Calculated values of FBR are presented in Table 5. The FBR was calculated using the traditional (Eq. 1) and the modified approaches (Eq. 2) using both phenylalanine and threonine tracers. When the FBR was calculated by the modified approach, the difference between the values derived from the phenylalanine and threonine tracers was ∼11%. The correlation analysis demonstrated that there was a statistically significant relationship between the FBR measurements calculated by the modified model using the two tracers (r2 = 0.707, P < 0.05). When FBR was calculated using the threonine tracer, the difference between the two models was ∼4% (r2 = 0.987, p < 0.05). However, when the phenylalanine tracer was used (when there was a non-steady state of phenylalanine due to injection of unlabeled phenylalanine), the traditional approach gave a value that was 59% lower than the one calculated using the modified approach (r2 = 0.05, P > 0.05). This value was also ∼61% lower than the one calculated by the traditional model using the threonine tracer (r2 = 0.08, P > 0.05; Table 5).
The values of muscle protein FSR, calculated using the traditional direct incorporation approach (Eq. 3) for both phenylalanine and threonine tracers, are presented in Table 5. The FSR was calculated from data obtained from samples collected 5 and 60 min after the tracer injection, and the data on the intramuscular free and protein-bound enrichment of phenylalanine and threonine are presented in Table 6. The enrichment data are expressed in MPE. There was a 2% difference between the averages of FSR values calculated using phenylalanine and threonine tracers.

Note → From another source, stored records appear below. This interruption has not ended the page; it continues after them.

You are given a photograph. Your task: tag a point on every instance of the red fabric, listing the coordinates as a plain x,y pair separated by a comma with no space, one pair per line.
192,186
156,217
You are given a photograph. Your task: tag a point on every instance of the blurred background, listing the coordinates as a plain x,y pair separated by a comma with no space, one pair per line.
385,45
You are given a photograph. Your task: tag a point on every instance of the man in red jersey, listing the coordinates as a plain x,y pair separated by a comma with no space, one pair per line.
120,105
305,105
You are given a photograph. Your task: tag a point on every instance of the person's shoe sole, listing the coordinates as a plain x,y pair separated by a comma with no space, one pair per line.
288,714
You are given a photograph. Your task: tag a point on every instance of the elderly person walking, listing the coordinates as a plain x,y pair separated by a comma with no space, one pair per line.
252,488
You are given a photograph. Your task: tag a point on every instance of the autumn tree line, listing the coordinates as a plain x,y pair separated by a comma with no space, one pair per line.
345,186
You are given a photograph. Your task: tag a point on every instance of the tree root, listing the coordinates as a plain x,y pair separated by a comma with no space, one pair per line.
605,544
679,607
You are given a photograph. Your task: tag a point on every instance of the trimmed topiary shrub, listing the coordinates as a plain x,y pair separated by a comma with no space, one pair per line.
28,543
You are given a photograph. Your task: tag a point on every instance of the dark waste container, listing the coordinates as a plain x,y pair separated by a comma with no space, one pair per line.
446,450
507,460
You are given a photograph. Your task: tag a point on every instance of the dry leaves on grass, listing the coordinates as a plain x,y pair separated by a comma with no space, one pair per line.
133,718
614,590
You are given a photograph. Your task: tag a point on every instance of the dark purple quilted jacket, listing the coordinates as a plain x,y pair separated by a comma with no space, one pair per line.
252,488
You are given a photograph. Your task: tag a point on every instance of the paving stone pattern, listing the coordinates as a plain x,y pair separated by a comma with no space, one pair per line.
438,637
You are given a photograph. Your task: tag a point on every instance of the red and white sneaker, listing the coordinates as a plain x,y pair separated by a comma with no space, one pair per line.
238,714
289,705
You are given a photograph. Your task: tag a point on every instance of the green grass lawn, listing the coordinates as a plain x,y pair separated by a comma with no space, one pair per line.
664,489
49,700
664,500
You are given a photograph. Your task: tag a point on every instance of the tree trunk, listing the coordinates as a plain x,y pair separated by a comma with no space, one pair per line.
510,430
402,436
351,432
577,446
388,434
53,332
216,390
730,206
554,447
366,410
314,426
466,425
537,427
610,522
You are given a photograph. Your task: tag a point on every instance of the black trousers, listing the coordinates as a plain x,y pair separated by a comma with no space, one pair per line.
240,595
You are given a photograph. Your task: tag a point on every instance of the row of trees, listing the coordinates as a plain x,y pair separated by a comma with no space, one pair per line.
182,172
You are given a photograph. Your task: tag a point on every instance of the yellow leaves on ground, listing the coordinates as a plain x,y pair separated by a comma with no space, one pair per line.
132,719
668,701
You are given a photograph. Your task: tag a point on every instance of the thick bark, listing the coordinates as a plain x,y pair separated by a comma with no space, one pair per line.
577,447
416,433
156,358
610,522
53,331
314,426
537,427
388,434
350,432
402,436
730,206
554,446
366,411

Using FBR and FSR values, we calculated the leg muscle protein NB using Eq. 4, and the data are presented in Table 5. The average NB calculated by the traditional approach using phenylalanine tracer kinetics was 63% higher (P > 0.05) than the average NB calculated using the modified approach (Table 5). It was also higher by 78 (P > 0.05) and 76% (P > 0.05) compared with the values calculated using threonine tracer by traditional and modified approaches, respectively (Table 5). The difference between the values of NB calculated by the modified approach using phenylalanine and threonine tracers was ∼4% (P > 0.05).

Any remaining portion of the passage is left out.